The bill prohibits the Secretary of Health from using the 66-year-old Disease Prevention and Control Act to mandate those who have not been exposed or in close contact with the exposed to wear a mask, stay at home or be socially distant. It also prevents the secretary from using the same laws to force business closures.
It also prohibits the state – as well as counties, municipalities, school districts and colleges that are subsidized by state taxpayers – from requiring proof of vaccination. The measure was sent to the House of Representatives for consideration.
Senate Approves Regulatory Reform Measures to Spur Job Creation
With Pennsylvania’s employment rate lagging behind those of other states emerging from the pandemic, the Senate approved several bills this week to rein in job-stifling regulations.
The bills increase legislative oversight of a process too often influenced by unelected bureaucrats, adding special scrutiny for the costliest proposed regulations.
The bills were sent to the House of Representatives for consideration.
Increasing Community-Based Services in Schools
The Senate voted to establish the Community Engaged Schools for Success Pilot Program to encourage community partners to work with schools to provide student support services.
Designated schools that qualify would be eligible for grants from the Department of Education to appoint a manager and a coordinator to implement community engagement plans. Physical and behavioral health resources, as well as basic needs such as food and clothing, can be provided to students more quickly if they are available at the school.
The legislation was sent to the House of Representatives for consideration.
Property Tax Relief for Seniors
My legislation aims to eliminate property taxes for senior citizens on fixed incomes, who have already contributed to the Commonwealth’s tax base for several decades.

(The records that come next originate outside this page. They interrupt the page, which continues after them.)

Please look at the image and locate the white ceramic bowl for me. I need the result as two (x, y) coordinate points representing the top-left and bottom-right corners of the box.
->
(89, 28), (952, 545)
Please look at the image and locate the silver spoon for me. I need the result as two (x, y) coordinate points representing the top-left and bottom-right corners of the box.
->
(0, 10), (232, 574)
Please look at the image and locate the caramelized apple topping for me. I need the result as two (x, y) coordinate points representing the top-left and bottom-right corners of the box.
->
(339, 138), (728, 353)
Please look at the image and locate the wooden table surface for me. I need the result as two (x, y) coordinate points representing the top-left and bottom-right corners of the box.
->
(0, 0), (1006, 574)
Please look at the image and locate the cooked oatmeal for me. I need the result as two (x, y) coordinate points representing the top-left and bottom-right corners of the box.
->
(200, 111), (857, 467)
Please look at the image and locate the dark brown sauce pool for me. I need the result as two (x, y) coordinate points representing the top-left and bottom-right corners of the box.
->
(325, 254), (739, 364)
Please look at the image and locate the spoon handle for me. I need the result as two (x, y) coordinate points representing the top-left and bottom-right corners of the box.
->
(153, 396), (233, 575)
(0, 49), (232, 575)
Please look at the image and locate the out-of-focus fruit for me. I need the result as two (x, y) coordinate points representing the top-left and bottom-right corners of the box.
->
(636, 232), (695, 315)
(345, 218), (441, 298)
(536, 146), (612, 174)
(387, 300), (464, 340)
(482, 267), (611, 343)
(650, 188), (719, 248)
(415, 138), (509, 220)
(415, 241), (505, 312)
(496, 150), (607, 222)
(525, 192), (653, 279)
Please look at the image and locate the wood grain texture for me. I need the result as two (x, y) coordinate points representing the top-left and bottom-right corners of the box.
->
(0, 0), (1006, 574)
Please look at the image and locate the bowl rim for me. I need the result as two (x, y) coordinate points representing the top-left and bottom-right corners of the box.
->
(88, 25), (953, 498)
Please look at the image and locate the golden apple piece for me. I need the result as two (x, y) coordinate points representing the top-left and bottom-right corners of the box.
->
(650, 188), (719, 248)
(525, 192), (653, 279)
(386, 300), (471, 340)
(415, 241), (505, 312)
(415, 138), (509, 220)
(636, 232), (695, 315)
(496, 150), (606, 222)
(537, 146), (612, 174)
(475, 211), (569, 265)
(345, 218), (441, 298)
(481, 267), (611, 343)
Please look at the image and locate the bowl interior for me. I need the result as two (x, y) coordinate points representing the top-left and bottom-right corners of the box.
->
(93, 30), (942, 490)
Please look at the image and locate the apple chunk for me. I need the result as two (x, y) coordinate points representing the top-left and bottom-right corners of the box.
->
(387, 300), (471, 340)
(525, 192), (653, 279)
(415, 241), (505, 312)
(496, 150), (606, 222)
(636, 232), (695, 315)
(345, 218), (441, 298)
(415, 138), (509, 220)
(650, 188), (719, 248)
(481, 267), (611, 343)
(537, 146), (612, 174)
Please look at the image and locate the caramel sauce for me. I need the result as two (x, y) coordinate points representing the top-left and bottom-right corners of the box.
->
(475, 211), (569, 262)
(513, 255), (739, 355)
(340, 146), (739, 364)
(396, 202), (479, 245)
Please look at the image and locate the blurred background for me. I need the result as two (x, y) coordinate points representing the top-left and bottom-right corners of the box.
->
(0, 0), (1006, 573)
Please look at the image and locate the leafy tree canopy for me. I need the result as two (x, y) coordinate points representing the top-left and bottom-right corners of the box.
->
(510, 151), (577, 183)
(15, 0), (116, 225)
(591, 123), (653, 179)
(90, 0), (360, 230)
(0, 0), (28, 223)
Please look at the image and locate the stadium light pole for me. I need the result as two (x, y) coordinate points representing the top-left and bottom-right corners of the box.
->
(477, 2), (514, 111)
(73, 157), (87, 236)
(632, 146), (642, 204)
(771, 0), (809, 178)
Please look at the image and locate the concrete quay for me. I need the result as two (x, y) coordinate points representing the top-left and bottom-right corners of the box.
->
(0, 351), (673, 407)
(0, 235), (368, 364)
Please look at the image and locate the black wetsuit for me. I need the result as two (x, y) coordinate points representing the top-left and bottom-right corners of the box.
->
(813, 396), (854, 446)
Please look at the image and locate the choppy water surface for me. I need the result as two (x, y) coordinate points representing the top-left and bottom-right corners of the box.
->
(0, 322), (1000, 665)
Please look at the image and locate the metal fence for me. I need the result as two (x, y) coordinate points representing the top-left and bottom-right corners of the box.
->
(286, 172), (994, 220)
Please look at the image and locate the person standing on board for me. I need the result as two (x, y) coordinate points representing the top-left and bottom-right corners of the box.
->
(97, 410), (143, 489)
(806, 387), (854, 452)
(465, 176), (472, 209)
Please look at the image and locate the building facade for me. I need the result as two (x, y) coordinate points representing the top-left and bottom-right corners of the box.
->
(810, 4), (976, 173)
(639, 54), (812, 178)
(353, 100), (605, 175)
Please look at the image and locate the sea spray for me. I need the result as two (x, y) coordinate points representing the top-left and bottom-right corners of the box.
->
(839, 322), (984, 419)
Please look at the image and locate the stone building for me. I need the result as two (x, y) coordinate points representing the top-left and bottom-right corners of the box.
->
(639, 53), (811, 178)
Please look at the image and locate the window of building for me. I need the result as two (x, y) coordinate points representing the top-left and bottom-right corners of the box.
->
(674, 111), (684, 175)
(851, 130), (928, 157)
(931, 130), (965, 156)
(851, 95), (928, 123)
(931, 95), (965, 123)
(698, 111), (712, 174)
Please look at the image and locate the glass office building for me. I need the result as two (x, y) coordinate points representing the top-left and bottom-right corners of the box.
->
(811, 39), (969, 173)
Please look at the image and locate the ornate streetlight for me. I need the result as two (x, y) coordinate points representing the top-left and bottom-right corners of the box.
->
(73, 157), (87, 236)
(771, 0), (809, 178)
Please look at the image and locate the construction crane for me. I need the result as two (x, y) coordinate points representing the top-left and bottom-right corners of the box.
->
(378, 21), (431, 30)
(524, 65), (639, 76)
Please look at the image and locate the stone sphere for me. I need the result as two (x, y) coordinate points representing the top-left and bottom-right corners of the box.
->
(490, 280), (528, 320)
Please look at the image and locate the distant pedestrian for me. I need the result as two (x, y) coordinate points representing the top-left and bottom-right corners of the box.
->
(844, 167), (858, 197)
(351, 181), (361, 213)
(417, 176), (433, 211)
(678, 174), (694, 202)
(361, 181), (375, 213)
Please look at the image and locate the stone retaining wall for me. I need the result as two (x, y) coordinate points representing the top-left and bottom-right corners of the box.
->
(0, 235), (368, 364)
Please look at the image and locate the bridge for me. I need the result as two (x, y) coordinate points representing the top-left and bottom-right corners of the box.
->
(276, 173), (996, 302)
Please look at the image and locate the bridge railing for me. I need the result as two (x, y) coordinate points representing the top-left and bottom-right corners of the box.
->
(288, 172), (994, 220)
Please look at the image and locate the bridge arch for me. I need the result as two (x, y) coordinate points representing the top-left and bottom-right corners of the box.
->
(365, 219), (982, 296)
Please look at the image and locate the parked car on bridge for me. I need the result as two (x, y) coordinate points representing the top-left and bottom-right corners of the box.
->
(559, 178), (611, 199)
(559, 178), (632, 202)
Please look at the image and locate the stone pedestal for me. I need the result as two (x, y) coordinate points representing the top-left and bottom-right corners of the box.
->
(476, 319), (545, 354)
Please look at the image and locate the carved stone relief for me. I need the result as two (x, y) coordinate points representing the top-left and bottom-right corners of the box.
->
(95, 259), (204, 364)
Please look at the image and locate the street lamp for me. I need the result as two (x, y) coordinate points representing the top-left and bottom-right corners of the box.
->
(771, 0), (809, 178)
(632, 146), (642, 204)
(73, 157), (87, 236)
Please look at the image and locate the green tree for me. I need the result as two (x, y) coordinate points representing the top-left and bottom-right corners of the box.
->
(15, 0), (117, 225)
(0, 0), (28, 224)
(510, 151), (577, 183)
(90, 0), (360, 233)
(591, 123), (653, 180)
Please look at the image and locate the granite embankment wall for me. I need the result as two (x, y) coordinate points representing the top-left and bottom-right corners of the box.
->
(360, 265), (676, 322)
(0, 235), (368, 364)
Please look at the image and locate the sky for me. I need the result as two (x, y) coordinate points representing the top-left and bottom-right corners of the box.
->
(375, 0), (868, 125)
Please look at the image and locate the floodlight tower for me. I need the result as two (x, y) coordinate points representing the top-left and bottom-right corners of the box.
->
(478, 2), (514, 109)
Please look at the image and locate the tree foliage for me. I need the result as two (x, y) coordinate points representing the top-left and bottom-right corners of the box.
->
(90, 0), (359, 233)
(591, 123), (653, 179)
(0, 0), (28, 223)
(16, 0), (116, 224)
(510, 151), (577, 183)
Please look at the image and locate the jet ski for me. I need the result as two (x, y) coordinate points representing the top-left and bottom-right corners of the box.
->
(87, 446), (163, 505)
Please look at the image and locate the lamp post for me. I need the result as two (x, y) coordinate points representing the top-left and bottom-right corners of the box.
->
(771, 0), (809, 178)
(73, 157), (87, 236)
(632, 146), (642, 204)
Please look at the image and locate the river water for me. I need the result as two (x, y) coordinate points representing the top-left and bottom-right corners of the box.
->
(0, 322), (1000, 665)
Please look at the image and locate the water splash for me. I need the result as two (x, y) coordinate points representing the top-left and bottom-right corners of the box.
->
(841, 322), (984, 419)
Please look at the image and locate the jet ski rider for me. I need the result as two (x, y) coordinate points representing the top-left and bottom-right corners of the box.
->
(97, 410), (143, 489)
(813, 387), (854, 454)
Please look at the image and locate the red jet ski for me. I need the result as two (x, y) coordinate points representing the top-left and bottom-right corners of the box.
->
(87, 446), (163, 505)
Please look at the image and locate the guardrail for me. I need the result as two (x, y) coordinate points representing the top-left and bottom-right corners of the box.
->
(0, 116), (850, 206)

Our state’s senior citizens are living on fixed incomes, and many have their mortgages paid off. However, property taxes continue to rise. Some seniors throughout the state have told me they have to work a part-time job just to afford skyrocketing property taxes.
Our senior citizens worked their entire lives and should be able to enjoy their golden years, without the fear of losing their homes.
Property Tax/Rent Rebate Program Application Deadline Extended
The deadline for older and disabled Pennsylvanians to apply for rebates on rent and property taxes paid in 2020 has been extended from June 30 to Dec. 31, 2021.
The Property Tax/Rent Rebate Program benefits eligible Pennsylvanians age 65 and older; widows and widowers age 50 and older; and people with disabilities age 18 and older. The income limit is $35,000 a year for homeowners and $15,000 annually for renters, and half of Social Security income is excluded.
Applications can be submitted online with the Department of Revenue’s myPATH system. Filing online leads to fast processing, easy direct deposit options and automatic calculators that help with the process.
Something to Celebrate this Flag Day
June 14, Flag Day, commemorates the 1777 adoption of the Stars and Stripes as the official flag of the United States. It has grown to mean more than simply the celebration of a banner.
This spring, as we head back outside and reconnect with neighbors, the flag symbolizes what unites us. Despite our differences, we share the unbreakable bond of citizenship in the greatest nation on earth. Fly our flag with pride, gratitude and love of neighbor.
U.S. Army Marks 246 Years of Defending America
“Resolved, That six companies of expert riflemen [sic], be immediately raised in Pennsylvania, two in Maryland, and two in Virginia; … [and] that each company, as soon as completed [sic], shall march and join the army near Boston, to be there employed as light infantry, under the command of the chief Officer in that army.” – Continental Congress resolution, June 14, 1775
For 246 years, the U.S. Army has defended the nation and the free world as a fierce fighting force noted for its power and bravery. It’s an honor to recognize the Army’s June 14 birthday, as well as the dedicated men and women who give it its strength all year round.